Tangan Cornelis menyibak rambut Ajeng perlahan hingga nampaklah leher Ajeng yang putih dan bersih. Cornelis mencium leher itu hingga membuat seluruh tubuh Ajeng meremang seperti disengat oleh listrik.
"Jangan tahan suaramu" bisik Cornelis mulai mencumbunya disana. Ajeng tetap mengigit bibirnya tak ingin desahannya lolos begitu saja. Cornelis sudah tak bisa menahan gairahnya lagi. Ia gendong tubuh Ajeng ala bridal menuju kamarnya. Ajeng yang takut terjatuh tak sengaja mengalungkan tangannya di leher Cornelis. Ia membuka pintu lalu menutupnya dengan sebelah kakinya. Dengan pelan Cornelis merebahkan tubuh Ajeng dia atas ranjang. Ajeng memejamkan matanya. Dia tidak ingin melihat Cornelis menyentuh tubuhnya.
"Buka matamu" titah Cornelis. Ajeng perlahan membuka matanya.

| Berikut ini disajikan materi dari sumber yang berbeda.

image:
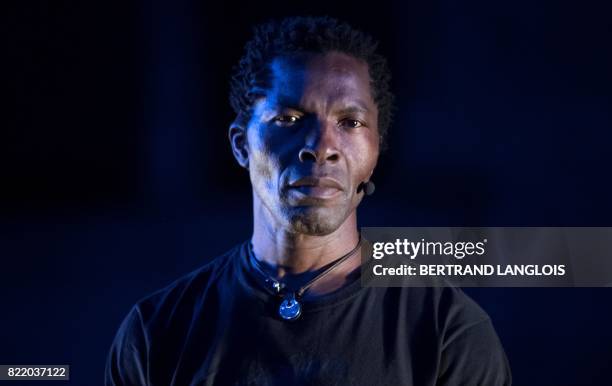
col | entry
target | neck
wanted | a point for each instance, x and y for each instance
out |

Tangan Cornelis membuka satu persatu kancing baju Ajeng yang lusuh hingga terbuka semuanya. Cornelis ingin membuka penutup dadanya tapi Ajeng menahan tangannya dan menggeleng takut.
" Aku akan melakukannya dengan lembut " ucap Cornelis lalu dia menyingkap penutup dadanya hingga nampaklah dua gundukan yang tidak terlalu besar tapi tidak terlalu kecil. Pas di tangan Cornelis saat ia menyentuhnya. Ajeng memejamkan matanya saat Cornelis mulai meremas dan menghisap puncaknya. Tubuh Ajeng begitu wangi dan memabukkan. Cornelis ingin menyentuhnya lagi dan lagi. Hingga mereka akhirnya bercinta untuk pertama kalinya. Cornelis tak pernah merasakan nikmat duniawi seperti ini. Rasa istrinya sangat berbeda dibandingkan Ajeng. Ajeng terlihat polos dan murni. Kelebihan itulah yang membuat Cornelis tergila-gila. Padahal Ajeng adalah janda dan sudah pernah melahirkan. Ia pacu lagi dan lagi sampai mereka terbang ke awang-awang nirwana. Ajeng merapatkan selimutnya sambil menangis. Ada pria lain yang sudah menyentuh tubuhnya selain suaminya.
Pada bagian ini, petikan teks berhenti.